Juristas, legisladores y analistas advierten que la incursión en Caracas podría haber cruzado límites constitucionales y del derecho internacional.
La incursión de fuerzas estadounidenses en Caracas, ejecutada la madrugada del sábado 3 de enero, abrió un intenso debate jurídico sobre la legalidad de la operación y sus implicaciones a nivel constitucional e internacional. Aunque la administración estadounidense insiste en que actuó dentro del marco legal, expertos y legisladores cuestionan esa versión y advierten posibles violaciones al derecho internacional.
El secretario de Estado, Marco Rubio, sostuvo que la acción no constituyó una operación militar formal, sino un procedimiento de arresto contra fugitivos buscados por la justicia estadounidense. Según explicó, el Pentágono brindó apoyo logístico al Departamento de Justicia y la detención fue realizada por agentes del FBI, lo que, a su criterio, elimina la necesidad de autorización previa del Congreso.
Rubio argumentó que Nicolás Maduro y otras cuatro personas enfrentan nuevas acusaciones por narcoterrorismo e importación de cocaína a Estados Unidos, lo que justificaría la intervención como una acción de cumplimiento de la ley y no como un acto de guerra.

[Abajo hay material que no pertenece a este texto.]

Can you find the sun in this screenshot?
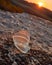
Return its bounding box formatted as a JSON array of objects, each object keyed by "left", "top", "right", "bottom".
[{"left": 38, "top": 2, "right": 43, "bottom": 7}]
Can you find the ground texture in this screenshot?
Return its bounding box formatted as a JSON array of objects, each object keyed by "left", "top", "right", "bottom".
[{"left": 0, "top": 10, "right": 52, "bottom": 65}]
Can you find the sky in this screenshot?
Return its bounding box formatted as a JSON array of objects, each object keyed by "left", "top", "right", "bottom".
[{"left": 26, "top": 0, "right": 52, "bottom": 11}]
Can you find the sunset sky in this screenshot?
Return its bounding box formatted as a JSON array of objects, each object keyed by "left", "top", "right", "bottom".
[{"left": 26, "top": 0, "right": 52, "bottom": 11}]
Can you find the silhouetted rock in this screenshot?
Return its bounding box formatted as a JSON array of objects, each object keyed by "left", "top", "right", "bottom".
[{"left": 0, "top": 0, "right": 52, "bottom": 21}]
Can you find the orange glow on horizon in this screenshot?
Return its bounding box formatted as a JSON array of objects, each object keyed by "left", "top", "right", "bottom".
[
  {"left": 38, "top": 2, "right": 43, "bottom": 7},
  {"left": 26, "top": 0, "right": 52, "bottom": 10}
]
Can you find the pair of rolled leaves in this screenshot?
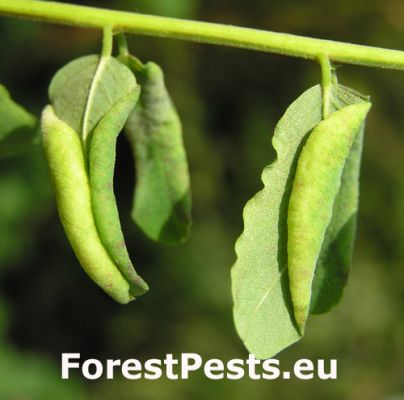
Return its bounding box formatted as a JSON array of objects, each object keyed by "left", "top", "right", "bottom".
[
  {"left": 232, "top": 84, "right": 370, "bottom": 358},
  {"left": 41, "top": 55, "right": 191, "bottom": 304}
]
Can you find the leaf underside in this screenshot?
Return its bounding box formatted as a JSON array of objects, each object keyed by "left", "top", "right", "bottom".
[
  {"left": 125, "top": 57, "right": 191, "bottom": 243},
  {"left": 49, "top": 55, "right": 137, "bottom": 144},
  {"left": 310, "top": 86, "right": 364, "bottom": 314},
  {"left": 231, "top": 85, "right": 368, "bottom": 358}
]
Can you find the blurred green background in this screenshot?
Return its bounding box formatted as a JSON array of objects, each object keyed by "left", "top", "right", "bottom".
[{"left": 0, "top": 0, "right": 404, "bottom": 400}]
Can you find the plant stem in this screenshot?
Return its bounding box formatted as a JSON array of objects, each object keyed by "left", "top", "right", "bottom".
[
  {"left": 0, "top": 0, "right": 404, "bottom": 69},
  {"left": 101, "top": 26, "right": 113, "bottom": 57},
  {"left": 318, "top": 54, "right": 332, "bottom": 118}
]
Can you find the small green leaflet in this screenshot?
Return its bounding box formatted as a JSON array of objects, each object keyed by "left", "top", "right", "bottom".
[
  {"left": 0, "top": 84, "right": 38, "bottom": 158},
  {"left": 232, "top": 86, "right": 370, "bottom": 358},
  {"left": 288, "top": 101, "right": 371, "bottom": 334},
  {"left": 232, "top": 86, "right": 322, "bottom": 358},
  {"left": 49, "top": 55, "right": 137, "bottom": 147},
  {"left": 310, "top": 85, "right": 368, "bottom": 314},
  {"left": 120, "top": 56, "right": 191, "bottom": 243},
  {"left": 49, "top": 55, "right": 148, "bottom": 298}
]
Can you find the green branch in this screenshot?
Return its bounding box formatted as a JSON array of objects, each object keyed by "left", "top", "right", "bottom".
[{"left": 0, "top": 0, "right": 404, "bottom": 69}]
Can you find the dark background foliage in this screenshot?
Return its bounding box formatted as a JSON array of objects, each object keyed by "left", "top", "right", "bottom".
[{"left": 0, "top": 0, "right": 404, "bottom": 400}]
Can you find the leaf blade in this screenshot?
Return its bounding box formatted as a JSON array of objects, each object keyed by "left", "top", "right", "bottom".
[
  {"left": 121, "top": 56, "right": 192, "bottom": 243},
  {"left": 231, "top": 86, "right": 322, "bottom": 358}
]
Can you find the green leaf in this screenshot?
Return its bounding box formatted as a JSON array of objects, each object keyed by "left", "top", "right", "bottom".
[
  {"left": 49, "top": 55, "right": 137, "bottom": 143},
  {"left": 122, "top": 56, "right": 191, "bottom": 243},
  {"left": 310, "top": 85, "right": 367, "bottom": 314},
  {"left": 88, "top": 90, "right": 149, "bottom": 297},
  {"left": 287, "top": 102, "right": 371, "bottom": 333},
  {"left": 0, "top": 84, "right": 38, "bottom": 158},
  {"left": 232, "top": 86, "right": 322, "bottom": 358}
]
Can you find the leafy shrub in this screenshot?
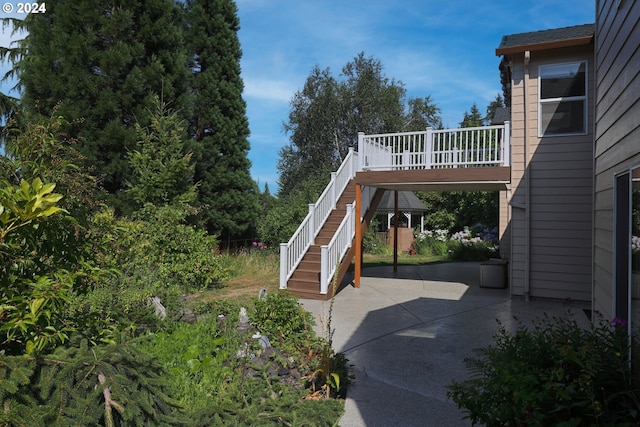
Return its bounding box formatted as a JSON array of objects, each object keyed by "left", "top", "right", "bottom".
[
  {"left": 449, "top": 224, "right": 498, "bottom": 261},
  {"left": 250, "top": 291, "right": 315, "bottom": 343},
  {"left": 0, "top": 178, "right": 91, "bottom": 354},
  {"left": 362, "top": 218, "right": 391, "bottom": 255},
  {"left": 448, "top": 316, "right": 640, "bottom": 426},
  {"left": 413, "top": 230, "right": 449, "bottom": 256}
]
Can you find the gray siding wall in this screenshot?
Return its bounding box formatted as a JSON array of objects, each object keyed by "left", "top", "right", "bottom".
[
  {"left": 510, "top": 46, "right": 595, "bottom": 301},
  {"left": 593, "top": 0, "right": 640, "bottom": 324}
]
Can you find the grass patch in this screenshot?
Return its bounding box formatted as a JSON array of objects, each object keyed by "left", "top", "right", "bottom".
[
  {"left": 362, "top": 254, "right": 448, "bottom": 267},
  {"left": 192, "top": 250, "right": 280, "bottom": 303}
]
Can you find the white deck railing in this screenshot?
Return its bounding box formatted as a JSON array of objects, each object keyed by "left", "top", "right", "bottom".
[
  {"left": 320, "top": 186, "right": 376, "bottom": 295},
  {"left": 280, "top": 149, "right": 358, "bottom": 289},
  {"left": 280, "top": 122, "right": 511, "bottom": 294},
  {"left": 358, "top": 122, "right": 510, "bottom": 171}
]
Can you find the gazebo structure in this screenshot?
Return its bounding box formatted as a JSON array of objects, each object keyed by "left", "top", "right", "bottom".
[{"left": 376, "top": 191, "right": 427, "bottom": 232}]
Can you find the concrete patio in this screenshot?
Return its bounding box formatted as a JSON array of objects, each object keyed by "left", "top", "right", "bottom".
[{"left": 302, "top": 262, "right": 589, "bottom": 427}]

Sin embargo, esta interpretación fue duramente cuestionada por legisladores del Partido Demócrata. Hakeem Jeffries, líder demócrata en la Cámara de Representantes, calificó la incursión como un acto bélico. En la misma línea, el líder de la mayoría demócrata en el Senado, Chuck Schumer, afirmó que la entrada a territorio venezolano y el bombardeo de instalaciones civiles y militares constituyen una violación de la ley estadounidense al no contar con aval del Congreso.

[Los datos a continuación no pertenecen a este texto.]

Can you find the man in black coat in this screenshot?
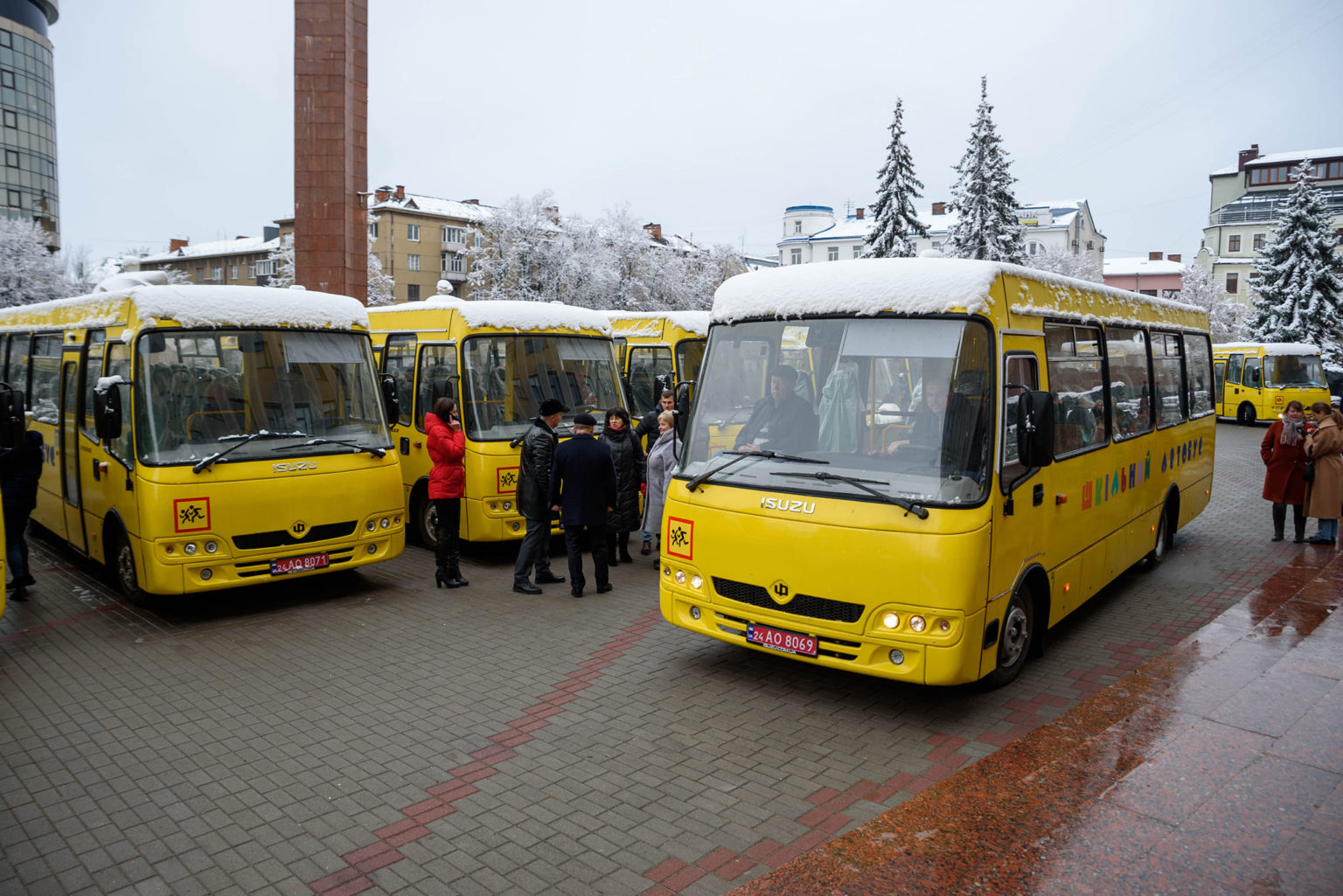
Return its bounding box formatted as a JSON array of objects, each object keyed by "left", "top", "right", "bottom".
[
  {"left": 0, "top": 430, "right": 42, "bottom": 601},
  {"left": 551, "top": 413, "right": 618, "bottom": 598},
  {"left": 736, "top": 364, "right": 817, "bottom": 454},
  {"left": 513, "top": 398, "right": 569, "bottom": 594}
]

Desde el ámbito académico, Barbara McQuade, exfiscal federal y profesora de Derecho en la Universidad de Michigan, calificó el arresto como “jurídicamente problemático”. Explicó que el procedimiento habitual para detener a una persona fuera de Estados Unidos es mediante una solicitud formal de extradición, y no a través de una operación militar encubierta en territorio extranjero.
McQuade advirtió además que la acción podría violar la Carta de las Naciones Unidas, tratado del cual Estados Unidos es signatario. A su criterio, el presidente tiene la obligación constitucional de respetar ese marco jurídico, por lo que una violación al derecho internacional podría traducirse también en una infracción a la Constitución estadounidense.
Otro punto sensible es la condición de jefe de Estado de Maduro. Según la experta, las circunstancias en las que fue trasladado a Estados Unidos podrían permitir a su defensa solicitar la desestimación del caso, invocando inmunidad penal y cuestionando la legalidad del arresto.
Una visión distinta la aportó Bill Barr, exfiscal general durante el primer mandato de Donald Trump, quien se mostró convencido de que Maduro será condenado. Barr comparó la situación con el caso del general Manuel Noriega, capturado en Panamá en 1989 tras una operación militar estadounidense y posteriormente condenado por narcotráfico, calificando ambos escenarios como jurídicamente similares.
Para el analista internacional de la Universidad Nacional (UNA), Carlos Cascante, el problema va más allá del caso específico. A su juicio, cualquier mecanismo utilizado para extraer a Maduro del país lesionaba el derecho internacional y sienta un precedente peligroso.
“Cuando se debilitan las normas del derecho internacional, después no se puede exigir a otras potencias que las respeten”, advirtió Cascante, al señalar que este tipo de acciones limita la autoridad moral de Estados Unidos para cuestionar eventuales intervenciones de países como China o Rusia en territorios ajenos.
El debate, lejos de cerrarse, expone una tensión profunda entre el uso del poder, la legalidad internacional y los límites del accionar estatal en un contexto de creciente confrontación geopolítica.